Vox Sanguinis
- Discipline: Hematology, transfusion medicine
- Language: English
- Edited by: Miquel Lozano

Publication details
- Former name(s): Bulletin of the Central Laboratory of the Blood Transfusion Service of the Dutch Red Cross
- History: 1953-present (1956-present under current name)
- Publisher: International Society of Blood Transfusion, Wiley-Blackwell
- Frequency: 8/year
- Impact factor: 2.347 (2019)

Standard abbreviations
- ISO 4: Vox Sang.

Indexing
- ISSN: 0042-9007

Links
- Journal homepage;

= Vox Sanguinis =

Vox Sanguinis, formerly known as the Bulletin of the Central Laboratory of the Blood Transfusion Service of the Dutch Red Cross, is a peer-reviewed medical journal covering hematology.
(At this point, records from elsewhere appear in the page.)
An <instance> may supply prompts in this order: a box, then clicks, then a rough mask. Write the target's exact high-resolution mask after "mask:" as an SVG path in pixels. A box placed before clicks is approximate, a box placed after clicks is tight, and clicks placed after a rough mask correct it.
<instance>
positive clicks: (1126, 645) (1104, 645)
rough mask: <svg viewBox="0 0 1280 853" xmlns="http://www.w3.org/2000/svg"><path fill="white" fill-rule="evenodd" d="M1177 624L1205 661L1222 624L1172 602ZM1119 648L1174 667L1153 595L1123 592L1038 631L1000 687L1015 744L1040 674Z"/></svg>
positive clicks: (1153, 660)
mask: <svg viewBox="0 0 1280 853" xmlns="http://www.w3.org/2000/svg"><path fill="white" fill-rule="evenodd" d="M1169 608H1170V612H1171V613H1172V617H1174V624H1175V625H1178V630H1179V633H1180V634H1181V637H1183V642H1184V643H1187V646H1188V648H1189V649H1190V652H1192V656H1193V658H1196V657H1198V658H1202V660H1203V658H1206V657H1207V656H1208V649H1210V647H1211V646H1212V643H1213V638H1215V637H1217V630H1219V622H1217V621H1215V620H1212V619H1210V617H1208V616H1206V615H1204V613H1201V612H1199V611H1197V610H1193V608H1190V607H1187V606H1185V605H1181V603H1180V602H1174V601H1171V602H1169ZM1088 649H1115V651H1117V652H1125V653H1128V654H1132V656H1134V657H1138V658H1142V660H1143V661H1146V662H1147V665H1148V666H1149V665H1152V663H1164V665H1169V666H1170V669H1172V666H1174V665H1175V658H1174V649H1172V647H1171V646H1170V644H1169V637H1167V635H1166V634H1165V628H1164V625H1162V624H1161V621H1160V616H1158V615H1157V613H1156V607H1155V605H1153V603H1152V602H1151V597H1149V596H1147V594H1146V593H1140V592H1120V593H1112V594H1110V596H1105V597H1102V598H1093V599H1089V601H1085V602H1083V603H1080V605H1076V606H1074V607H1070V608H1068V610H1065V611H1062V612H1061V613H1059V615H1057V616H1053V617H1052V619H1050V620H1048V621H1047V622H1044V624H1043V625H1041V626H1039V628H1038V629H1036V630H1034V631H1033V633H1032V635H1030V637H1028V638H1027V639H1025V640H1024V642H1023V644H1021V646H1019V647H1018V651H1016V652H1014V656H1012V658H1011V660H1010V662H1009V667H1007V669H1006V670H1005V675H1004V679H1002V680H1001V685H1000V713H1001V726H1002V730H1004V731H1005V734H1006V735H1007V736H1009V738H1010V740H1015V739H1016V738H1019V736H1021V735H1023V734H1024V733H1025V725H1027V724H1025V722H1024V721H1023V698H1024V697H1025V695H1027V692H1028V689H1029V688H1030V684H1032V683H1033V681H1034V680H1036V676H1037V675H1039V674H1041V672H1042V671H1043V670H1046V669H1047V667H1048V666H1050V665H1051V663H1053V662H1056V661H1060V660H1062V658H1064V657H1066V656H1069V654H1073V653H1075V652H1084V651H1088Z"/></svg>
It was established in 1953 and published 8 times per year by Wiley-Blackwell on behalf of the International Society of Blood Transfusion. The editor-in-chief is Miquel Lozano (Clinic Barcelona Sección de Hemotherapia). According to the Journal Citation Reports, the journal has a 2019 impact factor of 2.347, ranking it 46th out of 76 journals in the category "Hematology".